Al cuervo le dicen zopilote en otras partes

Por qué el cuervo tiene alas negras, un grito feo y anda siempre solo y triste

Yo era un pájaro fachero, de hermosos colores, un canto envidiado por todos y un vuelo rápido, ágil, livianito, saltarín. Tenía un enorme penacho colorado en la cabeza. Era un poco palangana, como todos los lindos, pero simpático, alegre, dicharachero, todos me querían, menos el burro, que me tenía rabia porque siempre ha sido así, desgarbado, con grandes orejas, muy taimado.
Algunas aves se alimentan de semillas, otras comen hojas o les gustan los bichitos. Yo, en cambio comía y me gustaba —me sigue gustando— comer osamentas. Si no hubiera sido por mí, el bosque santiagueño siempre iba a tener olor a animal muerto, a podrido. Empiezo a comerlas por el culito o por los ojos, porque son las  partes más blandas.
Esto que le cuento sucedió después de la vez que ofrecí un concierto para todos los animales: trepado en lo alto de algarrobo entoné chacareras, zambas, escondidos, gatos como nunca se habían sentido en el pago. Me aplaudieron a rabiar los hualos, las bumbunas, el león, la corzuela y hasta los sapos que se dan de cancioneros lloraban de la emoción. Fue un momento mágico de mi vida.
El burro también había ido y como es medio grandote, estaba sentado atrás de todos. A pesar de que no me quería, también quiso felicitarme. Y rebuznó tan feo, que todos se rieron de él. Se marchó de la función de gala abochornado y dolido. Después lo busqué dos o tres días por todo el monte, hasta que lo hallé. Le dije que lo sentía y le pedí disculpas, eso que no tenía por qué, pues no le había hecho nada. Pero estaba enfurecido, me acusó de cosas muy feas, que era un creído, me tiraba de qué, un come muertos, de todo me dijo.
—¡Ya vas a ver!, uno de estos días te voy a pescar descuidado y vas a cagar fuego por infeliz— me amenazó. 
Creí que se le pasaría, pero me equivoqué.

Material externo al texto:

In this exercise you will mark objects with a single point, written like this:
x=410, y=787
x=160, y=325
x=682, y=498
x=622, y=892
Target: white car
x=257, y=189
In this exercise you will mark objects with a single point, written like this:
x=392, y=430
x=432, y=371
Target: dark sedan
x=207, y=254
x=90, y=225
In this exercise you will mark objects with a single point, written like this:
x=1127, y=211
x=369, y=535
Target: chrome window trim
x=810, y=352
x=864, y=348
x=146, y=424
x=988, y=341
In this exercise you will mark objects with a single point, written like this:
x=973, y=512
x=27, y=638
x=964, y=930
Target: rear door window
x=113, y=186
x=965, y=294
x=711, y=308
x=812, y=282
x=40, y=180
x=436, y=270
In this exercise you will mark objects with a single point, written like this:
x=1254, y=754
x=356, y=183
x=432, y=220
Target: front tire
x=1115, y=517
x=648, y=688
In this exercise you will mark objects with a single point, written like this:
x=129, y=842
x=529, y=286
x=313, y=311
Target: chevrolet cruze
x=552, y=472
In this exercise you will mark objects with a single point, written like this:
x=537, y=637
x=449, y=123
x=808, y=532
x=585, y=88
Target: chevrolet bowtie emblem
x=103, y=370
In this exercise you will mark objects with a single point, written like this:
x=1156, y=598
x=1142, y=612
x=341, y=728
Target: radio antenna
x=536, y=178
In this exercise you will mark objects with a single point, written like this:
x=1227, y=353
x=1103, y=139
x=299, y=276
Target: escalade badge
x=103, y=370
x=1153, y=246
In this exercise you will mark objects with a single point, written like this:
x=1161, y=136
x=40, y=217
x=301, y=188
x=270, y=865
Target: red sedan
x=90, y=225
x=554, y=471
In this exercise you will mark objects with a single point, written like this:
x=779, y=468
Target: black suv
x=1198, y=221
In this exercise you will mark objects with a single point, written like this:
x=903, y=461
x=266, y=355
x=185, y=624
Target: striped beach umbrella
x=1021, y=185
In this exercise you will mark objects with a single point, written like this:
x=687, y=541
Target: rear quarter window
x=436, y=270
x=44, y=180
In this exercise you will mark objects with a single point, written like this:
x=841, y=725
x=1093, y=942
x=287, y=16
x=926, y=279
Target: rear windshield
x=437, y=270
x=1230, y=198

Al tiempo, andaba buscando comida y ¿con quién me topo? Con el burro. Parecía muerto, tirado al lado de una huella. Me le fui acercando despacito, comencé a comerlo por atrás, como siempre. Pero en cuanto metí la cabeza por el upiti, lo ciñó bien fuerte y para sacarla pegué un grito:
—¡¡¡Ueeeccc…!!!”
Se había hecho nomás el muerto.
De adentro me salió la cabeza pelada, sin el penacho. En cuanto quise preguntarle por qué me había hecho eso, me di cuenta de que ya no tenía voz y mis plumas se empezaron a poner negras como chicharrón de neumático y me creció el pico. Desde entonces no soy saltarín ni dicharachero, me volví un pájaro callado, serio, reconcentrado. Cuando me alimento lo hago hasta repletarme, de tal manera que debo tomar envión para volver a volar, andoy por los montes planeando alto, buscando mi alimento con ojo avizor, lejos de las demás aves, olvidado del mundo, solitario, triste.
Dicen que soy pájaro de mal agüero. Qué va a ser. Llevo en mi vuelo inmóvil y en mi fealdad, la tristeza de los que tenían un futuro brillante y se truncó por un burro sotreta que se le cruzó por el camino. Amalhaya con la suerte que me ha tocado.